In Ghost and Ghoul, Lethbridge first aired his belief that ‘mind’ and ‘brain’ were two separate entities. He believed that mind was distinct from brain which, like the body, only existed as a convenience during our time on earth. He believed that earth level existence had a relatively low frequency and that the brain acted as a resistance which was able to filter out information that was required from a much greater volume of happenings.
His ‘Jack of all trades and master of none’ approach to his vocation had provided him with a great store of experiences that he believed put him in a unique position to be able to use himself as a guinea-pig for the study of these occurrences. Lethbridge was eager to state that his ideas were tentative and considered it his prerogative to change his theories should evidence prove contrary. In all of his works he was astutely aware of not wanting to inflict dogma upon his readers and throughout Ghost and Ghoul, he continually criticises dogmatic pedants and their inability to investigate and undertake primary research for themselves.
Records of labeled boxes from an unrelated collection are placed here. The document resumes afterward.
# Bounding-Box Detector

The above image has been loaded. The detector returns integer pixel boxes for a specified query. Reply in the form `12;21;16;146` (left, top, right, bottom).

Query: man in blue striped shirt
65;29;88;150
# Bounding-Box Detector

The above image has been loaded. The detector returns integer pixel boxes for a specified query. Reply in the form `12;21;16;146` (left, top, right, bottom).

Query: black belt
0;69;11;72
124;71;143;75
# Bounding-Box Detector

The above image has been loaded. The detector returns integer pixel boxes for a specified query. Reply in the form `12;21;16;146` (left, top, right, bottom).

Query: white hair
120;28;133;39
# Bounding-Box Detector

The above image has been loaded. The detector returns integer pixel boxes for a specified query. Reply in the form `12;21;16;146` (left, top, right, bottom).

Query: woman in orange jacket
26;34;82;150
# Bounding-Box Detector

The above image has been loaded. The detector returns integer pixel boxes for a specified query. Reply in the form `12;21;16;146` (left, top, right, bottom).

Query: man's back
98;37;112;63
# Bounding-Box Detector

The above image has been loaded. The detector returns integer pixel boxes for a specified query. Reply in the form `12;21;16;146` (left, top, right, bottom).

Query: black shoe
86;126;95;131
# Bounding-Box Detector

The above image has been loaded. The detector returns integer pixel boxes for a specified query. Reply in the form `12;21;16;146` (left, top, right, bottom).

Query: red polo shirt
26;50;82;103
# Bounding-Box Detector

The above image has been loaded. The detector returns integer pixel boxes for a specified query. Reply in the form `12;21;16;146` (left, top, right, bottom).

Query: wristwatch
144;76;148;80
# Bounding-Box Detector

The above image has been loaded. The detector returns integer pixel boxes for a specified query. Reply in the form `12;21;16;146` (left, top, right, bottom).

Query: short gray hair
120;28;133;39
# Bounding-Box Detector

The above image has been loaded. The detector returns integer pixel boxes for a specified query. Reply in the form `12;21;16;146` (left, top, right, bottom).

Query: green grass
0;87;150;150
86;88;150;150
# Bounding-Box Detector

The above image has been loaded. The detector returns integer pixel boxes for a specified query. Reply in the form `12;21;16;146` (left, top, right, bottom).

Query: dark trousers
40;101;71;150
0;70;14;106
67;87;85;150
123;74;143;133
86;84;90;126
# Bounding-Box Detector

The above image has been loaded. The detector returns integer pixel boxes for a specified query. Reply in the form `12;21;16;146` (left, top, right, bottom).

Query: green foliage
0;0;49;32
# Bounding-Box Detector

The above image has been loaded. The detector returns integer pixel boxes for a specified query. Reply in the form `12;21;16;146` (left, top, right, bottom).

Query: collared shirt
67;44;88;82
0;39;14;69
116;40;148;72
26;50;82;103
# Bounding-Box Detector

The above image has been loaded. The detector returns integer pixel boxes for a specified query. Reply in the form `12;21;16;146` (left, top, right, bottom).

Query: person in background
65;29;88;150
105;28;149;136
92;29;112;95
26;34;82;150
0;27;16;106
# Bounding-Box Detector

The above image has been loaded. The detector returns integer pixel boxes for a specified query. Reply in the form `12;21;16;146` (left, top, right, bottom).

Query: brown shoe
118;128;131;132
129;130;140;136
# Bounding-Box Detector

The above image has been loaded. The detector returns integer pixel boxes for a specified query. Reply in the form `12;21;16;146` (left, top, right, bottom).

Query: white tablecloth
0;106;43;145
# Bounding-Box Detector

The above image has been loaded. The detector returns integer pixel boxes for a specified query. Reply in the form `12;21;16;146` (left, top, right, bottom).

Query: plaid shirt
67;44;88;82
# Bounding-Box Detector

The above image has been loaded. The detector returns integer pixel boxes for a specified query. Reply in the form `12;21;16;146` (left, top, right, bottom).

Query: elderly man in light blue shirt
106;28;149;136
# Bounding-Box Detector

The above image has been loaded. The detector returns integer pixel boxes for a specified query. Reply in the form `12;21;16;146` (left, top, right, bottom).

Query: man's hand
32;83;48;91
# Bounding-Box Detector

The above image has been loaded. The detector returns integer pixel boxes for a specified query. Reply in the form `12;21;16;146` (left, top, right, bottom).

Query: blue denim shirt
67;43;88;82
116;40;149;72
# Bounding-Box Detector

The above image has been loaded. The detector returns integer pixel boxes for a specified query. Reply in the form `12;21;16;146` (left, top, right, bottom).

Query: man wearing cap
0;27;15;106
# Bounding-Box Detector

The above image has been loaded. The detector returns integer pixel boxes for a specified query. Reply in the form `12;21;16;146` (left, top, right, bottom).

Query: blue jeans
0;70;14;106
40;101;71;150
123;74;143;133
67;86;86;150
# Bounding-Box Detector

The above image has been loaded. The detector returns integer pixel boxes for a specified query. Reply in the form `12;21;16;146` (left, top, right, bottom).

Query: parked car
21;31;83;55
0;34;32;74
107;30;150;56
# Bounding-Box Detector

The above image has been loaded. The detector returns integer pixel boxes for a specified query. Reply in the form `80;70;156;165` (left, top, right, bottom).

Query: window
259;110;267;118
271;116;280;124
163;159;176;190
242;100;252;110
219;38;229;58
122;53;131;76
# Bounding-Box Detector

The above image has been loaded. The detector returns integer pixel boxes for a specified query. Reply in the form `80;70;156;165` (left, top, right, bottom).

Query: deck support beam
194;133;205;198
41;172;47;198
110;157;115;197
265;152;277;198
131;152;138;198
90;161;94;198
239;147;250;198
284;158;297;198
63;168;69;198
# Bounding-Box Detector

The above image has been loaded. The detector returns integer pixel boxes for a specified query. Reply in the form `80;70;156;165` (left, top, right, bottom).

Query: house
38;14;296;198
Lethbridge begins the book by recounting his own experiences of ghosts. The first, that of a porter at New Court, Trinity, Cambridge in 1922 and another, an old lady near to his neighbour’s house at Hole Mill near Branscombe in Devon. He believed that these ‘visitations’ were in fact not visitors from another world, but projections like a television picture or photograph. Was his own presence responsible for the perception of these ghosts? Was he acting as a receiver to some unknown, possibly unconscious, projector?
In Ghost and Ghoul, Lethbridge discusses psychokinesis and the precognition experiments of Professor Rhine and compounds these findings by quoting from Dunne’s Experiments with Time. Throughout the work he makes reference to George de la Warr’s work on resonance, a force akin to electro-magnetics. Many of these works were not considered by academics as serious studies and De la Warr’s 1956 publication New Worlds Beyond the Atom written in conjunction with Langston Day, was condemned as being wholly unscientific in its approach.
Although Lethbridge cared little of what others thought of him, he would certainly not want to have been tarred with the same brush as researchers who were unscientific in their study. It is apparent from his future work, that there are fewer references to other researchers exploring in similar fields. At some point, Lethbridge obviously made a mental note to rely solely upon his own primary research and observations. This is a point that he emphasises in his summary at the end of this book.
A great example of his observational skills is illustrated in his tale of the Westmen’s Islands in chapter six. Here an account of an event that is said to have occurred in 874 AD and documented in 1908, is proved to be unsound by observations he had personally made in the field. This type of discovery should always prompt us not to rely on second-hand knowledge and that our own undertakings can provide us, with not only accurate information, but new and startling revelations.
After the publication of Ghost and Ghoul, the ball was set rolling and Lethbridge’s journey into the unknown had begun!